Following up on the previous photography related post, here is a brief review of how an SLR camera works. This is not necessary information to take pictures but it certainly helps if you want to manipulate the camera in doing what you want it to.
There are currently two most popular types of cameras available:
-the point and shoot cameras for those who prefer simple and automatic.
-the DSLRs (simply SLR in the film days) which are more popular with the photography nuts and the professionals.
I use both but obviously prefer the DSLR for its flexibility. Though today the higher end point and shoot cameras are as sophisticated as the entry-level DSLRs and provide almost all of the functionality.

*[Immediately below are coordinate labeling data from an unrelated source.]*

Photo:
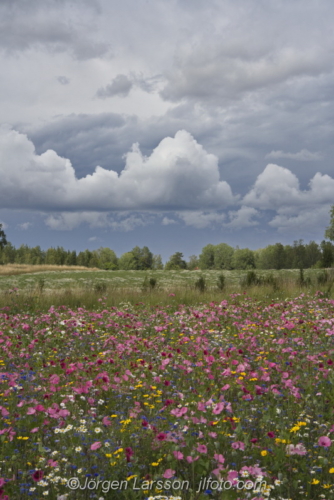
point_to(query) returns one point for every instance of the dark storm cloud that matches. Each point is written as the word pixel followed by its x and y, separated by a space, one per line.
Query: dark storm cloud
pixel 57 26
pixel 120 86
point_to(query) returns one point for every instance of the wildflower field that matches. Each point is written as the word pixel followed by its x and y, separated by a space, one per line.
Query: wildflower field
pixel 231 400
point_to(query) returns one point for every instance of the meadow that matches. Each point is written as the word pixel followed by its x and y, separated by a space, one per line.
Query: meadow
pixel 227 397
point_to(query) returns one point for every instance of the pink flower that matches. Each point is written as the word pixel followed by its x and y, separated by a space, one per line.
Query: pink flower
pixel 238 445
pixel 220 459
pixel 218 409
pixel 324 441
pixel 106 421
pixel 37 475
pixel 96 445
pixel 168 473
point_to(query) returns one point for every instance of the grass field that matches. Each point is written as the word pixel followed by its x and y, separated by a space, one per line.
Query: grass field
pixel 40 287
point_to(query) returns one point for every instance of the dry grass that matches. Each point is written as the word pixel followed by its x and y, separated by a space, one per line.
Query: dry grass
pixel 14 269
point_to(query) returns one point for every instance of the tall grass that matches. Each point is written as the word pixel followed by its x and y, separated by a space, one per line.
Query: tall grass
pixel 15 269
pixel 37 299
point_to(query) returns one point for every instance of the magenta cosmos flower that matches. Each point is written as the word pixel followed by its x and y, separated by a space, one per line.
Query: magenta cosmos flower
pixel 324 441
pixel 37 475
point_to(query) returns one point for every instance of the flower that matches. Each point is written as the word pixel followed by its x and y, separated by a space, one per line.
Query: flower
pixel 96 445
pixel 37 475
pixel 324 441
pixel 168 473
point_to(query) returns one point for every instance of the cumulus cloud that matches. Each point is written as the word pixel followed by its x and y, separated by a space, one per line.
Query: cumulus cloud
pixel 302 155
pixel 277 186
pixel 166 221
pixel 63 80
pixel 25 225
pixel 244 217
pixel 179 174
pixel 67 221
pixel 200 219
pixel 306 219
pixel 120 87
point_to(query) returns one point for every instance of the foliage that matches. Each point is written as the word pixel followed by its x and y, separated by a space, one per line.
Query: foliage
pixel 176 262
pixel 221 282
pixel 3 239
pixel 329 233
pixel 243 258
pixel 200 284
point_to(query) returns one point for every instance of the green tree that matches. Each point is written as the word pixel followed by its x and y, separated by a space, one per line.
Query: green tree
pixel 157 262
pixel 327 254
pixel 193 262
pixel 127 261
pixel 106 258
pixel 176 262
pixel 222 256
pixel 207 257
pixel 243 258
pixel 329 233
pixel 3 239
pixel 143 258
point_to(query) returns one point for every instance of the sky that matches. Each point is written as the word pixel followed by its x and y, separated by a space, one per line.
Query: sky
pixel 166 123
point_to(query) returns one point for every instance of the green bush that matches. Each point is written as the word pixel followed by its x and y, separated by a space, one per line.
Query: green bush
pixel 221 282
pixel 200 284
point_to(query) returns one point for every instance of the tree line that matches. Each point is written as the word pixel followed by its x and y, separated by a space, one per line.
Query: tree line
pixel 300 255
pixel 219 257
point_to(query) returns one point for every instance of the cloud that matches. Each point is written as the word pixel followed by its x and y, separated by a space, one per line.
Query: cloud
pixel 227 71
pixel 166 221
pixel 200 219
pixel 63 80
pixel 25 225
pixel 123 221
pixel 56 26
pixel 242 218
pixel 305 221
pixel 179 174
pixel 303 155
pixel 278 187
pixel 120 87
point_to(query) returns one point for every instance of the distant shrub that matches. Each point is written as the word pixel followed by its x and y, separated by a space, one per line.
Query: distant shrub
pixel 221 282
pixel 250 279
pixel 200 284
pixel 322 277
pixel 149 283
pixel 100 287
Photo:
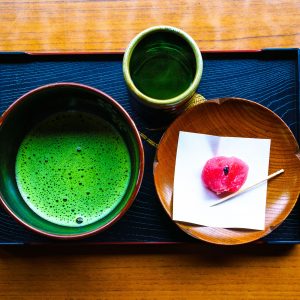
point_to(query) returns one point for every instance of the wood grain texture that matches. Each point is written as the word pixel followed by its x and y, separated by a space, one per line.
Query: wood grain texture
pixel 246 119
pixel 148 272
pixel 36 25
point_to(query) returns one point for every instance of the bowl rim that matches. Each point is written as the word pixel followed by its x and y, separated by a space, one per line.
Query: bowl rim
pixel 135 131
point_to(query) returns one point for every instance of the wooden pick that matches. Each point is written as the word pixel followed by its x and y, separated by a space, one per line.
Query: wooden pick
pixel 246 188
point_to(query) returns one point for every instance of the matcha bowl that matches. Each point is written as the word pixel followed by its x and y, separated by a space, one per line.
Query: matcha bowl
pixel 71 160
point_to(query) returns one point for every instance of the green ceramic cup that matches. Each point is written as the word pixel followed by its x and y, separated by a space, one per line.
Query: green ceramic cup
pixel 162 67
pixel 73 185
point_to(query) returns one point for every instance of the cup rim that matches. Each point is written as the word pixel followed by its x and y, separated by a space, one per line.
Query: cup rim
pixel 137 184
pixel 179 98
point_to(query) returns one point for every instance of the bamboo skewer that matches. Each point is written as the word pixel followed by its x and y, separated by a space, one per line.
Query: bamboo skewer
pixel 246 188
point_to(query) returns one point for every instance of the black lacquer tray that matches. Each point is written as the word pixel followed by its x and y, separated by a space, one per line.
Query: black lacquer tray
pixel 269 76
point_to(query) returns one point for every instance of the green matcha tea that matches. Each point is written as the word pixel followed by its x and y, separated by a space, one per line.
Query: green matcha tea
pixel 73 168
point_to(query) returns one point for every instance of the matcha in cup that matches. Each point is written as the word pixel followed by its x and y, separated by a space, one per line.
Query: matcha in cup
pixel 162 68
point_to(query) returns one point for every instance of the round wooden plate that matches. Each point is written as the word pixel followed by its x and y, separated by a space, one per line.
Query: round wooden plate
pixel 238 118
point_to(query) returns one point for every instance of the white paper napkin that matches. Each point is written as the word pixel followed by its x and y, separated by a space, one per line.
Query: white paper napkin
pixel 191 199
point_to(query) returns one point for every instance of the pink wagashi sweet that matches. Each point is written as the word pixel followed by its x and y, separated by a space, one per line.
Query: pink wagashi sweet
pixel 224 174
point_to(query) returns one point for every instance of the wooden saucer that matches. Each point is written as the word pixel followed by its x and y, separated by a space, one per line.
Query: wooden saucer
pixel 238 118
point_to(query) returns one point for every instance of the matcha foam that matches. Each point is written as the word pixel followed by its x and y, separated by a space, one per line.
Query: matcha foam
pixel 73 168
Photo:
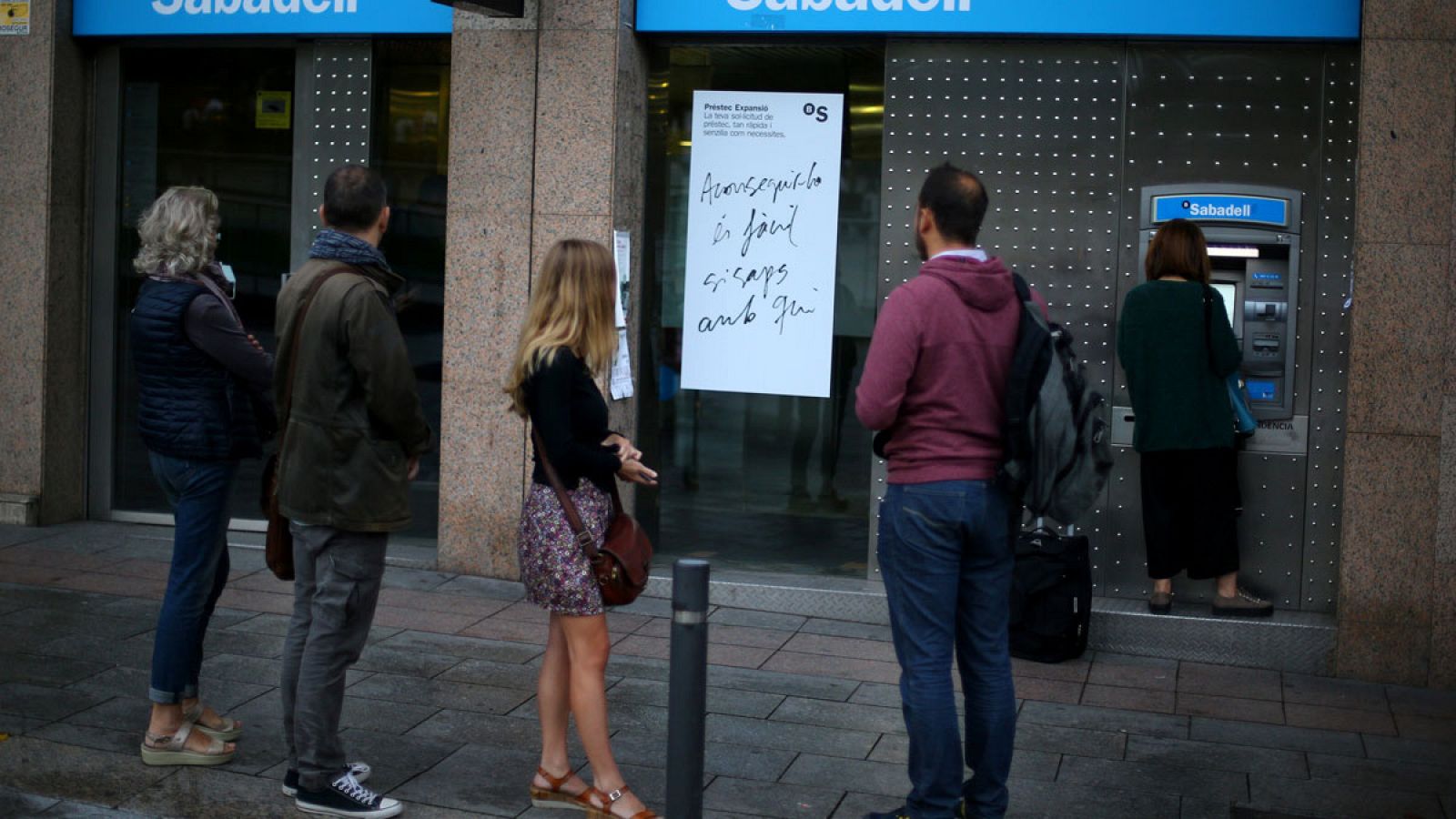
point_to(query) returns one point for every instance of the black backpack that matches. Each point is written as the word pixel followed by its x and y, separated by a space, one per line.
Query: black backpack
pixel 1057 446
pixel 1052 596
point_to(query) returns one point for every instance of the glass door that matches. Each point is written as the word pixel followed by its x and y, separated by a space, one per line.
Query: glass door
pixel 217 118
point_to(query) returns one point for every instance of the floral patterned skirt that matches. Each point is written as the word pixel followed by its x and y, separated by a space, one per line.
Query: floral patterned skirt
pixel 553 567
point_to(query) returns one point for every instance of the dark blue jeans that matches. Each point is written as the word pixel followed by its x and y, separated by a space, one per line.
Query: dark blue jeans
pixel 197 491
pixel 945 554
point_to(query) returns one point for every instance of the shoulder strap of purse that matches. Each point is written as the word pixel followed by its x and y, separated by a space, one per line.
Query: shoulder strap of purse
pixel 286 399
pixel 584 538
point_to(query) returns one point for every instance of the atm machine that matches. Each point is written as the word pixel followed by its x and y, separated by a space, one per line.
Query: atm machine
pixel 1252 237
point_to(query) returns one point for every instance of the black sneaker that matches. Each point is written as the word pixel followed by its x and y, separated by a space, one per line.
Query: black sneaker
pixel 290 780
pixel 347 797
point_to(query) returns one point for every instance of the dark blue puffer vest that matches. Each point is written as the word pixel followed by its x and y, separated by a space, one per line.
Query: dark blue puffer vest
pixel 191 407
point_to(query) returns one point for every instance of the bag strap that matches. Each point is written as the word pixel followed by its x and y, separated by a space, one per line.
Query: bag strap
pixel 584 538
pixel 286 399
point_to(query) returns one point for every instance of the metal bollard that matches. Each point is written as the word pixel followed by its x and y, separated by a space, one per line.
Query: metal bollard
pixel 688 690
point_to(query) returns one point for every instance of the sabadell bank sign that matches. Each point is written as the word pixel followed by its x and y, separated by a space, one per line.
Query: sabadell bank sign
pixel 169 18
pixel 1281 19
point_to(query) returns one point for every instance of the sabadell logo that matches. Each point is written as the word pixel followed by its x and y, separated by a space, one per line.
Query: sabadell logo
pixel 254 6
pixel 851 5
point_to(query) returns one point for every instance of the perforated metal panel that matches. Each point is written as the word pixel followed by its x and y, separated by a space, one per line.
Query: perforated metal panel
pixel 1065 136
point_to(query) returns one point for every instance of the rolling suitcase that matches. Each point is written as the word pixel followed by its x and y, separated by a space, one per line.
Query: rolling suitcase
pixel 1052 596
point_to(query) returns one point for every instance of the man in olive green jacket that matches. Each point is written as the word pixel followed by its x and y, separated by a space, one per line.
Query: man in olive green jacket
pixel 351 445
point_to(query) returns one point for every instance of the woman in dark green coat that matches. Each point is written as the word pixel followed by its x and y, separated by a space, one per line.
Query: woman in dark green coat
pixel 1176 375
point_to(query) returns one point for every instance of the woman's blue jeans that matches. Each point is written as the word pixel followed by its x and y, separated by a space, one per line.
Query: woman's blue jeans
pixel 946 559
pixel 197 491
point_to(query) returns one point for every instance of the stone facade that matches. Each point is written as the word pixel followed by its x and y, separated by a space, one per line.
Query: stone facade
pixel 1398 557
pixel 43 283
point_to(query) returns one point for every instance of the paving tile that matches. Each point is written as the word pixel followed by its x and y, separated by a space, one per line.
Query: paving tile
pixel 1421 702
pixel 775 682
pixel 885 778
pixel 44 703
pixel 1081 742
pixel 460 646
pixel 415 579
pixel 1431 729
pixel 48 768
pixel 1069 671
pixel 1305 690
pixel 58 622
pixel 395 758
pixel 720 700
pixel 790 736
pixel 1133 672
pixel 1067 799
pixel 225 793
pixel 764 799
pixel 456 695
pixel 1230 709
pixel 40 669
pixel 1154 777
pixel 1380 773
pixel 757 620
pixel 1218 756
pixel 458 782
pixel 1048 690
pixel 743 761
pixel 1331 800
pixel 1339 719
pixel 389 659
pixel 846 647
pixel 487 672
pixel 1104 719
pixel 1130 698
pixel 841 716
pixel 1409 749
pixel 482 588
pixel 1228 681
pixel 822 665
pixel 1288 738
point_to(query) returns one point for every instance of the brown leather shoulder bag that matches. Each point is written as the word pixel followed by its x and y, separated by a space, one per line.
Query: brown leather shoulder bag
pixel 622 562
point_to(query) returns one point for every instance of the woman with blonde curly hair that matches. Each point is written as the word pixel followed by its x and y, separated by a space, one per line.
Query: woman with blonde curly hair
pixel 203 383
pixel 570 337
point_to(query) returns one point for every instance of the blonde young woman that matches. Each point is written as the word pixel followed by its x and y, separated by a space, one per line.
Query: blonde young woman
pixel 570 337
pixel 201 379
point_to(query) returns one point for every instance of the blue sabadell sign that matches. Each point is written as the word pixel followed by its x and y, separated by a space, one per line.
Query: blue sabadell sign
pixel 1279 19
pixel 1222 207
pixel 162 18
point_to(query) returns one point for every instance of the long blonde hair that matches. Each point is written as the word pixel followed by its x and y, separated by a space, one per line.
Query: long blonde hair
pixel 178 232
pixel 571 307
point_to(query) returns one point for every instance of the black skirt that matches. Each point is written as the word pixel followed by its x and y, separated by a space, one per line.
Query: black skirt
pixel 1190 511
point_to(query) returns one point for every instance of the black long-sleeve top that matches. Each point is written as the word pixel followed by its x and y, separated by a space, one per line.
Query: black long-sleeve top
pixel 571 416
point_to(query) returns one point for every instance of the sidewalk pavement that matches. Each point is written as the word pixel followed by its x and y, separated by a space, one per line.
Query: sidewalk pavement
pixel 803 722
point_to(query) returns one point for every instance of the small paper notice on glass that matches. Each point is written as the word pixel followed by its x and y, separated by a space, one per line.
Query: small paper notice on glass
pixel 622 369
pixel 622 254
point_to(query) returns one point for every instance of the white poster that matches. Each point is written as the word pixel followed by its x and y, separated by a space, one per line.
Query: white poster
pixel 762 239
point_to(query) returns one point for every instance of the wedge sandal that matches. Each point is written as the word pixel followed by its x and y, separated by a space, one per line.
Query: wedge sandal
pixel 553 797
pixel 602 809
pixel 164 749
pixel 229 733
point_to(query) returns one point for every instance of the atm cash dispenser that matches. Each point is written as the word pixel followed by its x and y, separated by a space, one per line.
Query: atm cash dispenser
pixel 1252 237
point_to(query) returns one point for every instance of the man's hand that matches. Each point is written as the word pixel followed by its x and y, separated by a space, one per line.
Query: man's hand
pixel 625 450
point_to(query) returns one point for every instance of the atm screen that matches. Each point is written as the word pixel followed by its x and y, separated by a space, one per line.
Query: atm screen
pixel 1229 293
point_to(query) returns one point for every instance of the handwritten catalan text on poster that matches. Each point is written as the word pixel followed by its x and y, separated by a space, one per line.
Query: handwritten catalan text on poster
pixel 762 241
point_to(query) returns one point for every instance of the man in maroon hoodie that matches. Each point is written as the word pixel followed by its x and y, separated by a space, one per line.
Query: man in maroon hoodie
pixel 935 379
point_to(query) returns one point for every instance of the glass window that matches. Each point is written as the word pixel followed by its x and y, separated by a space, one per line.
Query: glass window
pixel 759 481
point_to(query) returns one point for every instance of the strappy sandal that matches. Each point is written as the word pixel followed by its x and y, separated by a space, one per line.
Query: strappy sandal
pixel 603 811
pixel 557 797
pixel 229 733
pixel 171 749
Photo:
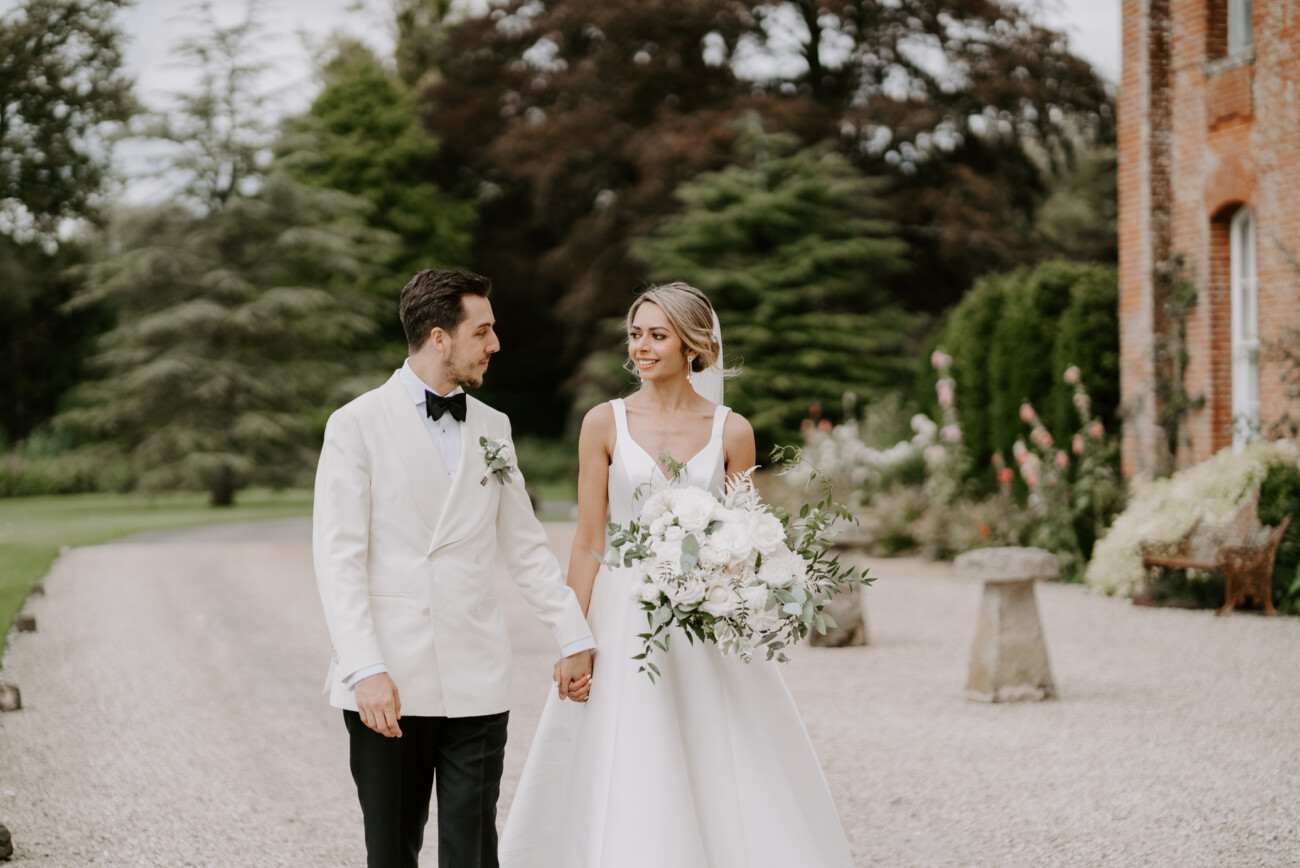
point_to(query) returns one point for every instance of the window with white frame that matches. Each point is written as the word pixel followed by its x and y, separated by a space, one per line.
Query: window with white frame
pixel 1246 330
pixel 1239 27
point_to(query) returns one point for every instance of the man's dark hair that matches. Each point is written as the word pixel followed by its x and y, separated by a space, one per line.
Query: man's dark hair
pixel 432 300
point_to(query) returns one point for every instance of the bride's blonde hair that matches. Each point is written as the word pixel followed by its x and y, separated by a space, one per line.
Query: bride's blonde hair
pixel 690 316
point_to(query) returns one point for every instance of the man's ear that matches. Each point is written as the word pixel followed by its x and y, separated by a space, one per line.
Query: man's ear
pixel 438 338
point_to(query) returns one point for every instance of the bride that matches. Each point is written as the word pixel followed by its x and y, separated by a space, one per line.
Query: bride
pixel 710 765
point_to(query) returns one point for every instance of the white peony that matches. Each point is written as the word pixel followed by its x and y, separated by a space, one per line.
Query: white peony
pixel 757 615
pixel 722 600
pixel 766 532
pixel 781 569
pixel 694 508
pixel 732 543
pixel 711 556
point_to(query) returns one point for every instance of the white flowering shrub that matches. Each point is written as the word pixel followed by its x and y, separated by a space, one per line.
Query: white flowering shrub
pixel 1164 510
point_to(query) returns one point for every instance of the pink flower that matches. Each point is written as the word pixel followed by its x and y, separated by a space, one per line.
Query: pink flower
pixel 945 390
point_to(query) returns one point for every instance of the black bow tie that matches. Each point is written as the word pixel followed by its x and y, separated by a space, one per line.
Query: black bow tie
pixel 436 406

So what is a DSLR camera. Directly translated, its a digital single lens reflex camera. Meaning, we see a single reflection of the image coming from the lens. Since there is no distortion of the image by multiple reflections, what we see (compose) is very close to what we get.
Simplifying it further, a digital camera is nothing but a box, with :
1. A sensor in digital cameras (film in the older versions). The sensor collects the image and processes it.
2. A shutter in front of the sensor which moves away when we click a picture. Imagine a square sensor and then a tiny gate in front of it which moves up and down.
3. A mirror angled in front of the lens and viewfinder such that the light entering the lens gets reflected on the mirror into the viewfinder. The sole purpose of the mirror is to provide a preview of the picture. When we click a photo, the mirror moves out of the way.
4. Lastly the lens which has an aperture on one end (towards the camera) whose diameter can be adjusted.
The two important controls in the construction, that the user has, which govern the properties of a photo are:
1. the speed with which the shutter moves out of the way and comes back in front of the sensor.
2. the diameter of the aperture of the lens.
So following the path of light in the figure above, light enters through the lens, through the aperture, reflects onto the mirror and can be seen in the viewfinder. Its out of scope to go into lens theory here. So just imagine an object in front of the lens, which the user can see reflected in the mirror.
Once, we click, meaning the shutter is released, the mirror moves up away from the lens, the shutter moves up and light enters from the lens onto the sensor creating an image. Voila!